Background: The incidence of metastasis to the thyroid gland in autopsy series varies from 1.25% to 24%. Metastasis to the thyroid gland is usually considered a terminal event, and the effectiveness of conventional treatment has been questioned. The authors assessed the effects of current methods of diagnosis and treatment on the course of the disease.
Methods: Forty-three patients with metastasis to the thyroid gland were studied retrospectively. Primary tumor origin was identified in all but two cases. Metastasis to the thyroid gland was confirmed by fine-needle aspiration cytology or histology. Data were analyzed for the frequency and types of malignant lesions, the clinical course of disease, and the prognosis after thyroid involvement.

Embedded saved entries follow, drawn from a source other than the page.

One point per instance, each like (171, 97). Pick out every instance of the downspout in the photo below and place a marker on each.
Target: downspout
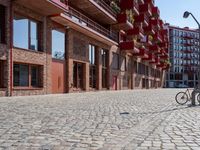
(11, 48)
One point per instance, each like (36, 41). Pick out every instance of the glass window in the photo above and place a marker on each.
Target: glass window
(25, 33)
(2, 24)
(1, 74)
(34, 76)
(92, 54)
(58, 45)
(24, 73)
(21, 75)
(115, 62)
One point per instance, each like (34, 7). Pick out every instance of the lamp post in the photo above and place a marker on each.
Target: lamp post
(186, 15)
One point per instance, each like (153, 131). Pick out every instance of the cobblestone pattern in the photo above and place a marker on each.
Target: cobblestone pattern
(99, 121)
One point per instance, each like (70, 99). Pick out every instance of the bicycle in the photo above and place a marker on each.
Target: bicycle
(183, 97)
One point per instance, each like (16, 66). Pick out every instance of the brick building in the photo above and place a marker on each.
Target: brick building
(60, 46)
(184, 57)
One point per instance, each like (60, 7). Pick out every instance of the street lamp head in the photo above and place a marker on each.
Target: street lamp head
(186, 14)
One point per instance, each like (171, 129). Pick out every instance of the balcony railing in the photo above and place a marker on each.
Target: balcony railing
(85, 21)
(107, 7)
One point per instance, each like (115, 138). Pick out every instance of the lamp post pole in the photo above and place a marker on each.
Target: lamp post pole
(186, 15)
(196, 90)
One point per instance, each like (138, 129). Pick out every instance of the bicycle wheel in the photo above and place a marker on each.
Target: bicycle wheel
(181, 98)
(198, 98)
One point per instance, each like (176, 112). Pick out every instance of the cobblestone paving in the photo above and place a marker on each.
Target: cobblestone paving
(122, 120)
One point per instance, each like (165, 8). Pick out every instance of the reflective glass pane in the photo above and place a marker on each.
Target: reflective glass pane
(58, 45)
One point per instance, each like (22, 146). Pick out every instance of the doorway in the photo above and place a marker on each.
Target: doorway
(115, 82)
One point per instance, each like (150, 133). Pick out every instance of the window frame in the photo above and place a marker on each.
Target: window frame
(38, 33)
(3, 25)
(40, 83)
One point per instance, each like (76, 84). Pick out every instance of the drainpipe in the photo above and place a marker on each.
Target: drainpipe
(11, 48)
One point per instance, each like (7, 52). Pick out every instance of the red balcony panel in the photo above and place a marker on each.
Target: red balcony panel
(157, 37)
(149, 30)
(155, 12)
(162, 44)
(161, 65)
(154, 48)
(187, 37)
(123, 23)
(151, 58)
(151, 2)
(45, 7)
(145, 9)
(161, 23)
(155, 23)
(188, 44)
(188, 51)
(129, 47)
(157, 61)
(164, 56)
(142, 53)
(142, 18)
(129, 5)
(136, 31)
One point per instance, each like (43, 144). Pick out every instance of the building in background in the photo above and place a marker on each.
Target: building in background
(60, 46)
(184, 55)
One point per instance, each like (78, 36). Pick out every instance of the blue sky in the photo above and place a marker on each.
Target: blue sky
(172, 12)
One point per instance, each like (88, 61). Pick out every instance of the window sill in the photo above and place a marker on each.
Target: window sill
(28, 88)
(29, 50)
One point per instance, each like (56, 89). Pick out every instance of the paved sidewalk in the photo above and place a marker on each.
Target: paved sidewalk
(122, 120)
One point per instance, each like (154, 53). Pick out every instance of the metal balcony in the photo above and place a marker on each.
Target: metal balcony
(123, 23)
(145, 9)
(45, 7)
(142, 18)
(129, 47)
(129, 5)
(76, 20)
(155, 12)
(142, 53)
(136, 31)
(97, 9)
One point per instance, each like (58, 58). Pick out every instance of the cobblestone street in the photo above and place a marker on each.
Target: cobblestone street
(128, 120)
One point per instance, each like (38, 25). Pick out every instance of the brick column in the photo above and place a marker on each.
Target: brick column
(99, 68)
(86, 76)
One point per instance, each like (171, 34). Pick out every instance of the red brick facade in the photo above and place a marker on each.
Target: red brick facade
(58, 76)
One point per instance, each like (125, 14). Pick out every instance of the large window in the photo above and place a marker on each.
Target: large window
(116, 61)
(58, 44)
(2, 24)
(25, 33)
(104, 55)
(92, 66)
(27, 75)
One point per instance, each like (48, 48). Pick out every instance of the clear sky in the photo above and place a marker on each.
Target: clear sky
(171, 11)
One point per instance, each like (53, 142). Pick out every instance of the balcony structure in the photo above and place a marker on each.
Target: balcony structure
(155, 12)
(76, 20)
(136, 31)
(45, 7)
(98, 9)
(145, 9)
(150, 58)
(149, 30)
(155, 23)
(123, 22)
(142, 53)
(142, 18)
(129, 5)
(129, 47)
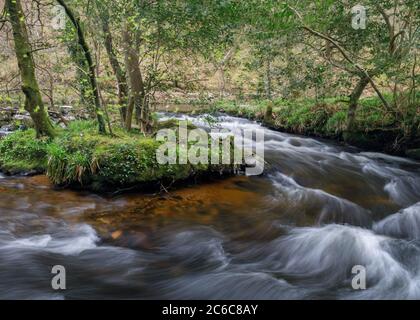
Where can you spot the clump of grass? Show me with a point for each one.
(21, 152)
(80, 156)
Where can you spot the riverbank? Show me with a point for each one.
(375, 129)
(79, 157)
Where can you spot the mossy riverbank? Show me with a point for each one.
(375, 129)
(80, 157)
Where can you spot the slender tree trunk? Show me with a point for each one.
(354, 99)
(33, 99)
(119, 73)
(90, 64)
(135, 78)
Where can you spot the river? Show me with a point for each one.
(294, 232)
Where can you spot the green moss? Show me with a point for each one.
(22, 152)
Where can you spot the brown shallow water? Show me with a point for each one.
(294, 232)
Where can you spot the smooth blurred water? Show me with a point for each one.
(293, 233)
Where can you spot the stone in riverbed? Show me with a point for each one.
(414, 153)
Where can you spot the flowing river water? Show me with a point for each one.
(294, 232)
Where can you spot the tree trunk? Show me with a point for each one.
(119, 73)
(354, 99)
(135, 78)
(90, 64)
(267, 82)
(33, 99)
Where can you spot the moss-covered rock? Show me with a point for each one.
(81, 157)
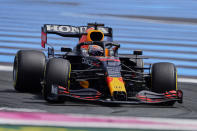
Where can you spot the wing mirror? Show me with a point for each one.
(63, 49)
(137, 52)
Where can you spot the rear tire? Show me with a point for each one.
(164, 78)
(28, 70)
(57, 73)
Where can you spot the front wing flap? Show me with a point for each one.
(143, 97)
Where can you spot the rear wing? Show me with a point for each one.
(71, 31)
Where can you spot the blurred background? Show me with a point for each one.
(165, 30)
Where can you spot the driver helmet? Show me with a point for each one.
(95, 50)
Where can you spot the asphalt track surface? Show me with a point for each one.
(15, 101)
(166, 31)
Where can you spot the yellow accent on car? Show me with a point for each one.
(116, 84)
(84, 84)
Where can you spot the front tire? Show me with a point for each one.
(57, 74)
(164, 78)
(28, 70)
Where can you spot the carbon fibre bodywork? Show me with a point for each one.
(108, 78)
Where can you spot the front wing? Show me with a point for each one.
(143, 97)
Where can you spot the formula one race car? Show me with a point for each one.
(94, 71)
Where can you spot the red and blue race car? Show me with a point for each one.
(94, 71)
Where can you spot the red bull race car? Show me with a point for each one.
(94, 71)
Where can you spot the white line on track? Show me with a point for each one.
(184, 80)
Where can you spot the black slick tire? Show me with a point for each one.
(164, 78)
(28, 70)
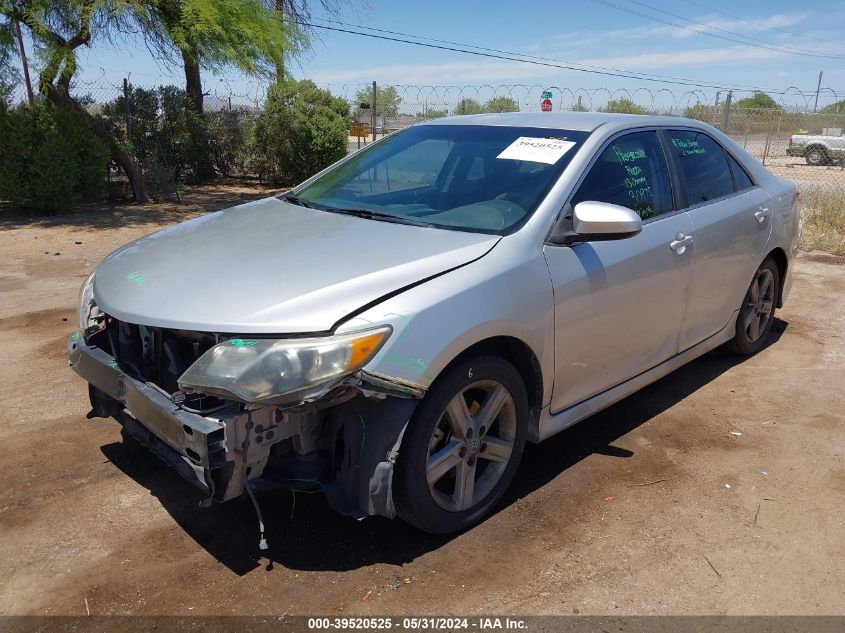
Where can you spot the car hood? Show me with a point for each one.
(272, 267)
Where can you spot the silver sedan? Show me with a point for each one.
(395, 329)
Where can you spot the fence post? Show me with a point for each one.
(375, 111)
(126, 100)
(727, 112)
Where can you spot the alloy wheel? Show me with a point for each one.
(759, 305)
(471, 445)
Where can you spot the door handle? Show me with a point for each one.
(680, 243)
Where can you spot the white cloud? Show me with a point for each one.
(489, 71)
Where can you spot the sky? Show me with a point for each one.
(594, 33)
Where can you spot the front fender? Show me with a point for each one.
(436, 321)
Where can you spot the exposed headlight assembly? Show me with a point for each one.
(275, 371)
(87, 306)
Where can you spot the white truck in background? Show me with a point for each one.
(818, 149)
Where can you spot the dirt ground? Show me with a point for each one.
(718, 490)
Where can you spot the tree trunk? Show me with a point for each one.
(193, 80)
(280, 65)
(136, 179)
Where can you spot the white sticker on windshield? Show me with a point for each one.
(536, 150)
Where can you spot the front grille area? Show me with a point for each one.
(157, 355)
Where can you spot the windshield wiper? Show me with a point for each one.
(377, 215)
(297, 200)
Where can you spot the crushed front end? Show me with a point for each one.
(340, 436)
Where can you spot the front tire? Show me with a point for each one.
(462, 446)
(757, 314)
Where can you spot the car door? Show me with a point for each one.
(733, 222)
(619, 304)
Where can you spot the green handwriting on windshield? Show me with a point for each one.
(239, 342)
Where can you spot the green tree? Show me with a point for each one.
(49, 158)
(215, 35)
(759, 101)
(301, 130)
(469, 106)
(623, 105)
(836, 107)
(244, 34)
(501, 104)
(388, 100)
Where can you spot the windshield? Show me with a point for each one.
(479, 178)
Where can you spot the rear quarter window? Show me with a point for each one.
(742, 180)
(704, 165)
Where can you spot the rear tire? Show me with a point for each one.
(757, 314)
(462, 446)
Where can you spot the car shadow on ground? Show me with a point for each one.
(306, 534)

Results: The kidney was the most common primary tumor site (33%), followed by lung (16%), breast (16%), esophagus (9%), and uterus (7%). The time from diagnosis of the primary tumor to metastasis to the thyroid gland was considerable for renal cell adenocarcinoma (mean, 106 months) and for adenocarcinomas of the breast (mean, 131 months) and uterus (mean, 132 months). In 12 patients, this interval was more than 120 months. Fine-needle aspiration cytology detected metastatic malignancy in 29 of 30 patients. Treatment involved surgery alone, surgery with adjuvant therapy, or nonsurgical methods. Two patients with uterine adenocarcinoma and one with breast adenocarcinoma had disease regression with no evidence of tumor recurrence.
Conclusions: In any patient with a previous history of malignancy, no matter how remote that history is, a new thyroid mass should be considered recurrent malignancy until proved otherwise. Although detection of metastasis to the thyroid gland often indicates poor prognosis, aggressive surgical and medical therapy may be effective in a small percentage of patients.